For Private 1 to 1 communications, I would not expect to see RED here 
because there should be no middle ware interference, but there are 
non-list related indirect scenarios that can cause this.  I wouldn't 
expect it though.

>
>
>>> Does this subject deserve a ticket?
>>
>> Since it has nothing to do with errors or problems with the current spec, I
>> don't see how to justify a ticket.
>
>
> Section 12.4 seems to have some problems.  The first bullet should be reworked,
> because it can be understood as suggesting that in cases like, for example:
>
>      From: "user@example.org via Bug Tracker" <support@example.com>
>
> a _MUA_ should "execute the DMARC mechanism on the domain name found there
> rather than the domain name discovered originally."  That sounds nonsense,
> first, because MUAs should rather base on A-R records added by the MX.

This is what I meant above.  You are proposing a trust concept for the 
MUA on which A-R record to "believe."

The MUA needs trust on the meta-data headers it sees.  In theory, it 
could trust (with higher confidence) the headers added by the user's 
mail hosting provider or the server the user logged into, or basically 
the last processing machine at the hosting provider.

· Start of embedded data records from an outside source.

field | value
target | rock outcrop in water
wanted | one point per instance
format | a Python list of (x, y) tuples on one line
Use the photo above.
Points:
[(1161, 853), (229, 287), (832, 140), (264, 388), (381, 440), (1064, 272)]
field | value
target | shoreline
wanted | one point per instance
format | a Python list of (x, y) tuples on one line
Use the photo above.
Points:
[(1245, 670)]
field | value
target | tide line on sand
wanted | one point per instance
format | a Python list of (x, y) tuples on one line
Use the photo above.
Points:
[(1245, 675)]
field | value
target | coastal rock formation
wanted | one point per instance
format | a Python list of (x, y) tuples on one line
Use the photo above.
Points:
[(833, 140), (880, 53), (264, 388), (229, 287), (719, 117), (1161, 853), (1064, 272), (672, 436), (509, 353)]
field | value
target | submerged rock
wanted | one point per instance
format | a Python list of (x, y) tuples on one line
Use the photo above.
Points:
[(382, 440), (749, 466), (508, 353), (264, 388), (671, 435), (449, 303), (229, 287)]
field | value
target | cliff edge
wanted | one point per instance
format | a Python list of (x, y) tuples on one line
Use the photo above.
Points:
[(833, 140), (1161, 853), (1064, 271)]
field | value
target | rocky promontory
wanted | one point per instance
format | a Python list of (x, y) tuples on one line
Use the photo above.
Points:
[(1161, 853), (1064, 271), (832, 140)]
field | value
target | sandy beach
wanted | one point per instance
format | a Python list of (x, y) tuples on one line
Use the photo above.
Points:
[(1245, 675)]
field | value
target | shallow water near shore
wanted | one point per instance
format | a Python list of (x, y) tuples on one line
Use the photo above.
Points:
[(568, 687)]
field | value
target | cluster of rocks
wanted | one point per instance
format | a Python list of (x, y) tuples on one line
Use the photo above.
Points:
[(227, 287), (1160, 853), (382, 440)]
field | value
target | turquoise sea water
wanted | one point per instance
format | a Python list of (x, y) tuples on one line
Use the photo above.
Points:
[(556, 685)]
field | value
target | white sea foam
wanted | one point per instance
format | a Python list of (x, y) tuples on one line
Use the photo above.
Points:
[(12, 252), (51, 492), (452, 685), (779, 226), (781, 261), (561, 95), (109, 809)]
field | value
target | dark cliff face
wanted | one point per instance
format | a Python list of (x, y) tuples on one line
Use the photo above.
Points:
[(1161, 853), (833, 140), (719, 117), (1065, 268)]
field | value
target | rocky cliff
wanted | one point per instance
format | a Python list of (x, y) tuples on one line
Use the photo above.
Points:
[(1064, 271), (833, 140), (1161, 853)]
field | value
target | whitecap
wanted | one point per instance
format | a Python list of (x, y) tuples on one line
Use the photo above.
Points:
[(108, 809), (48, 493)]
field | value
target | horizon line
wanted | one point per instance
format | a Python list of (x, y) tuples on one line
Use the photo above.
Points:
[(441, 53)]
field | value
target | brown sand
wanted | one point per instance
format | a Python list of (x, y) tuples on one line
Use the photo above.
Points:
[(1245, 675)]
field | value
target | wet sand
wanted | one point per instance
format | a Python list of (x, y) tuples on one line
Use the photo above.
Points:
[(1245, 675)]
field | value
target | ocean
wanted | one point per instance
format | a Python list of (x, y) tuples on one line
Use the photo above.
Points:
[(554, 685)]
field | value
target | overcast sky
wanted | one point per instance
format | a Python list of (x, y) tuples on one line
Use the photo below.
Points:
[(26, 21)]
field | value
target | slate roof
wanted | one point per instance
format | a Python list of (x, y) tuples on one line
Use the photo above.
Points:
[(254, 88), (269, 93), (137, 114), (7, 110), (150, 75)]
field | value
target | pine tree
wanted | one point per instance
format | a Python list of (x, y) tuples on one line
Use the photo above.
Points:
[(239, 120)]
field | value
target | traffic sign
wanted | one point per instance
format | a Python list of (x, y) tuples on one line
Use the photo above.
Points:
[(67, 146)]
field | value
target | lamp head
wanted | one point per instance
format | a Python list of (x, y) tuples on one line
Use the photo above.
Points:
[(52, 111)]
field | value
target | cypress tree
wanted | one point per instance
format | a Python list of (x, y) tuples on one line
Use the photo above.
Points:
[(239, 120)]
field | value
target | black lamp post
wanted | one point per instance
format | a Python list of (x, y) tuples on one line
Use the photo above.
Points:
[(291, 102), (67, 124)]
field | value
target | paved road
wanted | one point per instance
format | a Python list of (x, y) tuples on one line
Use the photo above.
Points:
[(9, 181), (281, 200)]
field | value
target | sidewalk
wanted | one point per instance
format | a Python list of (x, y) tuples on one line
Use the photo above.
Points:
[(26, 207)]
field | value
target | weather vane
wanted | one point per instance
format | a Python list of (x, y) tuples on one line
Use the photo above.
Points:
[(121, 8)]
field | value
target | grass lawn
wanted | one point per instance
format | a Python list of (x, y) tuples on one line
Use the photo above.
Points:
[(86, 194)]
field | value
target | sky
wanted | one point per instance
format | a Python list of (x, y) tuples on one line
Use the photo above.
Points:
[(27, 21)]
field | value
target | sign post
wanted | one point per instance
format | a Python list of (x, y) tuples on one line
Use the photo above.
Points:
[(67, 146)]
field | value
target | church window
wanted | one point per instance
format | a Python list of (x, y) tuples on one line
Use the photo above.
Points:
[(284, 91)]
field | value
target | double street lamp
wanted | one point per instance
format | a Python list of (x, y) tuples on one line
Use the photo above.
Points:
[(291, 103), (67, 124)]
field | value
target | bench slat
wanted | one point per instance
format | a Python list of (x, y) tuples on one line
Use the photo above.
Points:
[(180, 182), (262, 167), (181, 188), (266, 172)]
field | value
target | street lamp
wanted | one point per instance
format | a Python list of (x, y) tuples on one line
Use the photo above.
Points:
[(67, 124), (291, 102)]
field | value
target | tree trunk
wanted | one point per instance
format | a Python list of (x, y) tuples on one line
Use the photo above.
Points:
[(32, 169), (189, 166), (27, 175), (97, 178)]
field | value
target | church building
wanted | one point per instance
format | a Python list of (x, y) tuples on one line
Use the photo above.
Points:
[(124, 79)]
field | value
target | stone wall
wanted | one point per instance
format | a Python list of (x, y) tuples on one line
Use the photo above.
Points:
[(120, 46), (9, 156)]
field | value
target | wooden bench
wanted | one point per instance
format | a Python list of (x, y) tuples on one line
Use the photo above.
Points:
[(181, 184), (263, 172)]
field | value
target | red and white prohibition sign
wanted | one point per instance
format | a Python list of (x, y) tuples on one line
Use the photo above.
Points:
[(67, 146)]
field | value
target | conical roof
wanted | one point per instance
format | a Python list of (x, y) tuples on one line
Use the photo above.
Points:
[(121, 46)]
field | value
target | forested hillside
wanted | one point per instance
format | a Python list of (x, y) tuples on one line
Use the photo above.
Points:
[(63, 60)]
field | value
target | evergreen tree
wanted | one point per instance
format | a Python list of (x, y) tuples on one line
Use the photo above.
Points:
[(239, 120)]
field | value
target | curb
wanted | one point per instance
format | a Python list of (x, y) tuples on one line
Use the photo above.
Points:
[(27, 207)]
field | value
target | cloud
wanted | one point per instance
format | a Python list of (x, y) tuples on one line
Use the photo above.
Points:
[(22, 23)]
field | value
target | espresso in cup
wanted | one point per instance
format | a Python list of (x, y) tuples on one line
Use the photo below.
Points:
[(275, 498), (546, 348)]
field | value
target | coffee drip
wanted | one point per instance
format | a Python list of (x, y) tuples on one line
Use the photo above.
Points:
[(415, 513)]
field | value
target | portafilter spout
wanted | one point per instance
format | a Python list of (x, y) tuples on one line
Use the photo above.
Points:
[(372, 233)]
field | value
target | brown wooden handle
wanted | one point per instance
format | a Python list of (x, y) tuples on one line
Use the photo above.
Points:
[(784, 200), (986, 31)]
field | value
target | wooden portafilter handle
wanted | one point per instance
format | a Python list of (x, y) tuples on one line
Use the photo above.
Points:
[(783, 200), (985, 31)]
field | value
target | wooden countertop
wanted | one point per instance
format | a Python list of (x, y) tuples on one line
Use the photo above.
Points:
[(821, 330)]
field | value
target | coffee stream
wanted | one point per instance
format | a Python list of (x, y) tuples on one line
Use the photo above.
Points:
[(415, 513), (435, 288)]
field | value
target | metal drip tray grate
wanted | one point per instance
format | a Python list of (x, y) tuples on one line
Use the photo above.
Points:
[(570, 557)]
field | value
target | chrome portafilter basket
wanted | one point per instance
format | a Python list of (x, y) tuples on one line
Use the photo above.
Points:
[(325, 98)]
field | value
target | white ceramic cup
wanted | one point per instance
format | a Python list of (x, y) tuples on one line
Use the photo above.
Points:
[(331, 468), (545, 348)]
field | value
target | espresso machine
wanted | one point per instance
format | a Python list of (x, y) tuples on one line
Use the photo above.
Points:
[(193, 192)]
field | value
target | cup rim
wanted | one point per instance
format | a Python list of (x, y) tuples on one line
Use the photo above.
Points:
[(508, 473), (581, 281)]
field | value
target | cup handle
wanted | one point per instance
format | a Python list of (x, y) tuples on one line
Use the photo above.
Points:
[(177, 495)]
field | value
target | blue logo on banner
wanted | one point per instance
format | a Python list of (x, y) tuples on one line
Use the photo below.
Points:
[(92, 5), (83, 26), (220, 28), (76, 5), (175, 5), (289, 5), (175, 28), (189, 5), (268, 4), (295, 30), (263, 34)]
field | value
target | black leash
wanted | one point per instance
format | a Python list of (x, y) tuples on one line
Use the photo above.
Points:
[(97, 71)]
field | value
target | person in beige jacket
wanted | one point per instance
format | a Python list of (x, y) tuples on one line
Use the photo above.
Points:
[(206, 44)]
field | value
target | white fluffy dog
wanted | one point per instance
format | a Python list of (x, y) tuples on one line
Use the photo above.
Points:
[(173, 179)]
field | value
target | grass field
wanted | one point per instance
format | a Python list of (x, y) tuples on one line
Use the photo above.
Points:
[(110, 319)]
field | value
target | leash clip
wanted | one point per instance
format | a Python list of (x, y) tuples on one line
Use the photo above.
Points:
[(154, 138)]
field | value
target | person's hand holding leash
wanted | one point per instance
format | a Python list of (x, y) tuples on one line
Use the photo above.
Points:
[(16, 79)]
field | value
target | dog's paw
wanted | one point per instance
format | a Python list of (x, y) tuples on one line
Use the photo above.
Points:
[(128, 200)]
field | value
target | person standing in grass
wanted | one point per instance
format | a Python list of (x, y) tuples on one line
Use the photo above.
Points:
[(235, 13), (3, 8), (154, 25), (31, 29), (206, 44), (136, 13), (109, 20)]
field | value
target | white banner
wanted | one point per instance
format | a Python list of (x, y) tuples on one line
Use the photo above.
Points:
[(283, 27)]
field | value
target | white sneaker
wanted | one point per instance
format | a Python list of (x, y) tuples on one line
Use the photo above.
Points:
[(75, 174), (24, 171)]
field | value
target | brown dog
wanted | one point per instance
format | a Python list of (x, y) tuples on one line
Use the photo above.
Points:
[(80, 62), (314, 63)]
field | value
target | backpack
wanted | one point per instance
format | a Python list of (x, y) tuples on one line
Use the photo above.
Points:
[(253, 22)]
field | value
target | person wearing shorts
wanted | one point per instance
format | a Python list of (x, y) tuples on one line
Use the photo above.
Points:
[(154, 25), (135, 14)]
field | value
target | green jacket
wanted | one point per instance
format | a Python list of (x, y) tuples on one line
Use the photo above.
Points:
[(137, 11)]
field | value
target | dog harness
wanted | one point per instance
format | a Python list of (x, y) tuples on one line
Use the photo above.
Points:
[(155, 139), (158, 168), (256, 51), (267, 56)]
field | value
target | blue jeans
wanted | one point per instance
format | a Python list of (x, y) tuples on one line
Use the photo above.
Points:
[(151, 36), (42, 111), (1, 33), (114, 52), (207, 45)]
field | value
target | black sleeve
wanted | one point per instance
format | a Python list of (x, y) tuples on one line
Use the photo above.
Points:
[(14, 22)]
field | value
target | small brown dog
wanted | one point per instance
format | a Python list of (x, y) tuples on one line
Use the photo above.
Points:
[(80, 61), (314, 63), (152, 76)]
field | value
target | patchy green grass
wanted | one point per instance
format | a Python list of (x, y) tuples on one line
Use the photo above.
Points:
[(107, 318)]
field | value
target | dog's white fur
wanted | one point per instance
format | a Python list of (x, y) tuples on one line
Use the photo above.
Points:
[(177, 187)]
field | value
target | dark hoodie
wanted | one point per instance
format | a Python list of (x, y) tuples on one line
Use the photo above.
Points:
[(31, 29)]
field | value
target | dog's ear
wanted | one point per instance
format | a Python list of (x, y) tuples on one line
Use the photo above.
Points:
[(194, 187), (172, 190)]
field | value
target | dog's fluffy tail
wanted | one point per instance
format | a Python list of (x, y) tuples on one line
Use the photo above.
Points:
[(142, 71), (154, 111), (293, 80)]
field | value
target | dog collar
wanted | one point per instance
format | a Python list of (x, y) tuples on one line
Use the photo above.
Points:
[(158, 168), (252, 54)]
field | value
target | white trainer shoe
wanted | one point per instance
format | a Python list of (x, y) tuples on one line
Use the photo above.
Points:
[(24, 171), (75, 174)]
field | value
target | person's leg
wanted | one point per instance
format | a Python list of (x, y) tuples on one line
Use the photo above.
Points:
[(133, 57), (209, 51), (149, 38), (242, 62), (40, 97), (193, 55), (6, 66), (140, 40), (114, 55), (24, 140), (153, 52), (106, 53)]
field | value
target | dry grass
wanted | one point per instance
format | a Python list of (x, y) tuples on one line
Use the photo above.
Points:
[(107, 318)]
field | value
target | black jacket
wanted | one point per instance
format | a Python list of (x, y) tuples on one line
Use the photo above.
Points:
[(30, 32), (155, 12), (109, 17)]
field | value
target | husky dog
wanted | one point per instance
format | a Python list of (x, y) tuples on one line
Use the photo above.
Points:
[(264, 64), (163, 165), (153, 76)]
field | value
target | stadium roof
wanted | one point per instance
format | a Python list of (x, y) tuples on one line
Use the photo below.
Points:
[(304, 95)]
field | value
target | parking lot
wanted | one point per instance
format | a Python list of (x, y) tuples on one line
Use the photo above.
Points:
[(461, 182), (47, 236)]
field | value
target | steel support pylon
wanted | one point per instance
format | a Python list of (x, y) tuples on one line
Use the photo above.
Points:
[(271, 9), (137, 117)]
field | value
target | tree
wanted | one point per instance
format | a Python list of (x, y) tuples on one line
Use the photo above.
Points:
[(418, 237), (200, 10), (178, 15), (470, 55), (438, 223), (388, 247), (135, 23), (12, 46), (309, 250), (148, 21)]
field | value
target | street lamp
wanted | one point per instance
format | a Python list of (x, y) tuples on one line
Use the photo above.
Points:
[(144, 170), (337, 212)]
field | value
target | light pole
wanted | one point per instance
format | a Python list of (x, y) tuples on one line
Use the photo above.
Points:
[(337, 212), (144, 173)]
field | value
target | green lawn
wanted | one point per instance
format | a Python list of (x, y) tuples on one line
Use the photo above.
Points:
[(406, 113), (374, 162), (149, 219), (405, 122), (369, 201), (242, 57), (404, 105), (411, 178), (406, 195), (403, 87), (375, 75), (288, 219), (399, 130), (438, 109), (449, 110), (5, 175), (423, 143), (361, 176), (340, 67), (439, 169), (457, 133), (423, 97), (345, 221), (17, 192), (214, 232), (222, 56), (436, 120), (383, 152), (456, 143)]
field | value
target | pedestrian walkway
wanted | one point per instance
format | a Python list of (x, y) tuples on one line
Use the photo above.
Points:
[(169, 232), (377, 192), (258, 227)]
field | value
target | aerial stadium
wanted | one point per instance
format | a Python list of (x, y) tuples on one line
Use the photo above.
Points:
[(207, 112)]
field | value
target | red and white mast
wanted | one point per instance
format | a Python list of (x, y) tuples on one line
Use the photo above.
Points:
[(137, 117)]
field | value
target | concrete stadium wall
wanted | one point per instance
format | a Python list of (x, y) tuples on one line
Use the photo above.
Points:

Maybe Murray can comment on this, I don't recall seeing a discussion 
where the A-R verifying.domain was tied to some trusted hosted domain 
we have confidence in.  Can the MX or MDA domains be associated with 
the A-R verifying the domain?

Right now, the only A-R header that can be trusted is the last one 
created by the receiving domain for in-house use, or a Web-mail 
interface or for a hybrid.  For a offline reader, the user will need 
to make that the RFC5322 scripting designs or the advanced MUA can 
offer an option to make that trust association.